Com mensalidades de R$ 12 mil, a escola Avenues, no Morumbi, também perdeu alunos com a suspensão das aulas presenciais.
 
Insatisfeitos com as atividades a distância desenvolvidas pelo colégio, pais decidiram rescindir o contrato e pedir os valores dos meses que ainda faltavam para o fim do ano letivo, que segue o calendário americano e termina em junho —na unidade, as famílias precisam pagar toda a anuidade antes do início do ano escolar.
 
A Folha conversou com dois pais que tinham os filhos matriculados na educação infantil e decidiram cancelar a matrícula por não concordarem com as atividades que a escola vinha oferecendo.
 
Eles não quiseram se identificar por receio de não conseguir vaga para as crianças de 4 anos em outros colégios de elite.
 
Outros dois pais também falaram que vão esperar o encerramento do ano e procurar outra instituição.
 
“Trocamos seis horas de aulas presenciais por 15 minutos de atividades remotas por dia, mas continuam nos cobrando R$ 12 mil.
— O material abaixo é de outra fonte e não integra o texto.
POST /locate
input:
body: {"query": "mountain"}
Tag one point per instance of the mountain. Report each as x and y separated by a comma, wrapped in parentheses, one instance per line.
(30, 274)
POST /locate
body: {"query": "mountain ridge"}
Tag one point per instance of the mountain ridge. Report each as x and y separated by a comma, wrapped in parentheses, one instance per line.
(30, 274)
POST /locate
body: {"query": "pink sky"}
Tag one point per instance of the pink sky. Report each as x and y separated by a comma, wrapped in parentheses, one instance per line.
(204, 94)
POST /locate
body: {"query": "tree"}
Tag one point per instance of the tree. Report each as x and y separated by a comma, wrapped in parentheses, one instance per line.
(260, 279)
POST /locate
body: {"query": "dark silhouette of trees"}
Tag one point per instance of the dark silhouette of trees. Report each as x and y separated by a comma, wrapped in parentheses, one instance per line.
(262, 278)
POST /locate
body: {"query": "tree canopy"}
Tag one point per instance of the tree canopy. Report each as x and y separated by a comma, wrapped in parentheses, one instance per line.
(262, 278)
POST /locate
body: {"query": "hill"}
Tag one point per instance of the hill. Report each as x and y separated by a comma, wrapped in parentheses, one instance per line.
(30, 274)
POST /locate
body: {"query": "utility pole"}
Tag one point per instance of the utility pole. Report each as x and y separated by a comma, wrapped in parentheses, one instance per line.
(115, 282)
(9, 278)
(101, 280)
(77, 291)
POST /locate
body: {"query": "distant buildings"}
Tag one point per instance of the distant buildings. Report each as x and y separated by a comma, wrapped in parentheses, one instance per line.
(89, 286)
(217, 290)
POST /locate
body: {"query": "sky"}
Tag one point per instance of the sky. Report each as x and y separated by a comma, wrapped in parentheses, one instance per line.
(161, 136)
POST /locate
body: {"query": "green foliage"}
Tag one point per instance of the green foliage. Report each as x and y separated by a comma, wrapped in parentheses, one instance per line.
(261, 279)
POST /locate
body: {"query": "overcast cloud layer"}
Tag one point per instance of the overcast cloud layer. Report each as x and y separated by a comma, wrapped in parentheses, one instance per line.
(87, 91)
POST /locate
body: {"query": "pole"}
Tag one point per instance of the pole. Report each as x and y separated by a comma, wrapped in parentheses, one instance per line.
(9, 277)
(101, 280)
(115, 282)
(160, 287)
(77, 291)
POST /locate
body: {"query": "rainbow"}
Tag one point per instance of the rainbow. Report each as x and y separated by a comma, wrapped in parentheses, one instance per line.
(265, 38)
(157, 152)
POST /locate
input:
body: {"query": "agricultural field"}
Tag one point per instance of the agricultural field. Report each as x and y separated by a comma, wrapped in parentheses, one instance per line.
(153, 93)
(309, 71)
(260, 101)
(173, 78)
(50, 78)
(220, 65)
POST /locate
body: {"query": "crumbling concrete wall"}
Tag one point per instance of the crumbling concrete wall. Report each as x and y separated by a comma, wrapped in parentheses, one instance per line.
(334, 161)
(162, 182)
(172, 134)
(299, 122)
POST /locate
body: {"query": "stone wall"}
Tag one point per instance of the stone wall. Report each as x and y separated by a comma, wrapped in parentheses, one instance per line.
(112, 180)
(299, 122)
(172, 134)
Não negociaram nada de desconto”, disse o pai de um menino de 3 anos.
 
Em nota, a escola disse que suas duas prioridades neste período são a saúde da comunidade e a continuidade do desenvolvimento e aprendizagem dos estudantes.
 
“Acreditamos que nosso programa de ensino a distância está entre os melhores disponíveis —de fato, mais de cem escolas já entraram em contato para saber mais sobre nossa abordagem”, diz.
 
Quanto às reclamações das famílias, a escola disse atender 900 famílias, com mais de 1.100 alunos e que, até o momento, duas famílias decidiram deixar a Avenues por estarem insatisfeitos com o programa de ensino a distância. “Respeitamos a decisão delas e desejamos muito sucesso na sua jornada em uma nova escola."
 
Os pais tentam vagas em unidades com perfil semelhante ao da Avenues e que, de preferência sigam o calendário americano ou europeu, para as crianças não perderem seis mais seis meses de aula.
 
São escolas como St. Paul’s School e Graded, que interromperam o processo de seleção de novos alunos, normalmente feito nos meses de abril e maio, por causa da epidemia.